When Fox News came through and did their piece calling it DEI, the MAGA types were performatively outraged. I think perhaps that triggered some people who have been on the receiving end of insults from people like that; and they were feeling the pain of insults about the work and the easiest thing to go for is the object of the derision.
It wasn’t a reflection of the real-world experience. People were just observing the sculpture, people were queuing up to have their picture taken, hugging the sculpture, sometimes puzzled, who is she?

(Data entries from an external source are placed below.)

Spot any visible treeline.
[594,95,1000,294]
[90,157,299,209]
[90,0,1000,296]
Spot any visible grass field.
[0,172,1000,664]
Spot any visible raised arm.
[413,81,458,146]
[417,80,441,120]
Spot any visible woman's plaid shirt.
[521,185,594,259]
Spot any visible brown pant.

And people saying “Oh, she’s me.” People who literally look like her.
The work is a mirror: it reveals people’s attitudes.
Pedestrians walking by the Art Gallery of Ontario admire Moments Contained after its installation.DUANE COLE/The Globe and Mail
Your sculptural approach has been so successful. Do you ever think of applying it to any other group of people?
I’m cautious not to be seen as being presumptuous. And now I give you … name a group, right? I don’t think that’s my responsibility and I don’t necessarily think that’s my place. Why can’t people who look like me represent humanity? Why can we not find empathy in people who don’t look like us? I’ve used things that are familiar to me and integral to me as a way of trying to communicate that. I think that has integrity to it and authenticity to it, and I don’t want to be seen as jumping on a bandwagon.
It took me a long time to feel comfortable making a woman. Ultimately the key was just to make it the same way as I’ve done the male characters and to allow the humanity to come through.
This interview has been edited and condensed.